Il y a souvent plus d’angoisse à attendre un plaisir qu’à subir une peine.

Son lien avec la Belgique

Colette a des liens étroits avec la Belgique grâce à sa famille : son grand-père a combattu à Waterloo, sa mère, Sidonie Landoy, y a vécu de nombreuses années à Bruxelles, et elle-même a séjourné à Saint-Josse-ten-Noode. Colette a souvent évoqué la Belgique dans ses Lettres à Missy et s’est montrée séduite par Liège et Bruxelles lors de ses visites, notamment pour des spectacles comme La Chair en 1910.

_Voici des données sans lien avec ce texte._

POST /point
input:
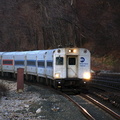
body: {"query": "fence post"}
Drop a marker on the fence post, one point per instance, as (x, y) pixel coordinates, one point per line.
(20, 79)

En 1922, Colette rencontre Georges Simenon, lui donnant des conseils précieux qui influenceront sa carrière. En 1944, elle est élue à l'Académie royale de langue et de littérature françaises de Belgique, un honneur accepté malgré quelques critiques. Colette entretenait une amitié avec la reine Élisabeth de Belgique, rencontrée en 1931, et la reine a assisté à son hommage au Palais des Beaux-Arts de Bruxelles en 1954. Cette amitié était marquée par des visites, des lettres et des échanges de présents.

Où repose-t-elle ?

Colette est enterrée dans le cimetière parisien du Père-Lachaise, aux côtés de sa fille.

Hommages posthumes à Colette

En 1956, la Société des amis de Colette est fondée, et elle publie depuis 1977 les Cahiers Colette, offrant des inédits et des études sur l'autrice. Créé en 2015, le « Prix de la Société des amis de Colette » récompense chaque année un ouvrage original sur l'écrivaine.

Un musée Colette a été établi dans le château près de sa maison natale à Saint-Sauveur-en-Puisaye, récemment acquis et réhabilité pour obtenir le label des Maisons des Illustres. Ce musée est ouvert au public depuis mai 2016. Colette est également honorée sur une pièce de 10 € en argent de la Monnaie de Paris et par des établissements éducatifs à son nom à divers endroits, dont Besançon, où une statue géante en son honneur a été inaugurée le 8 mars 2023.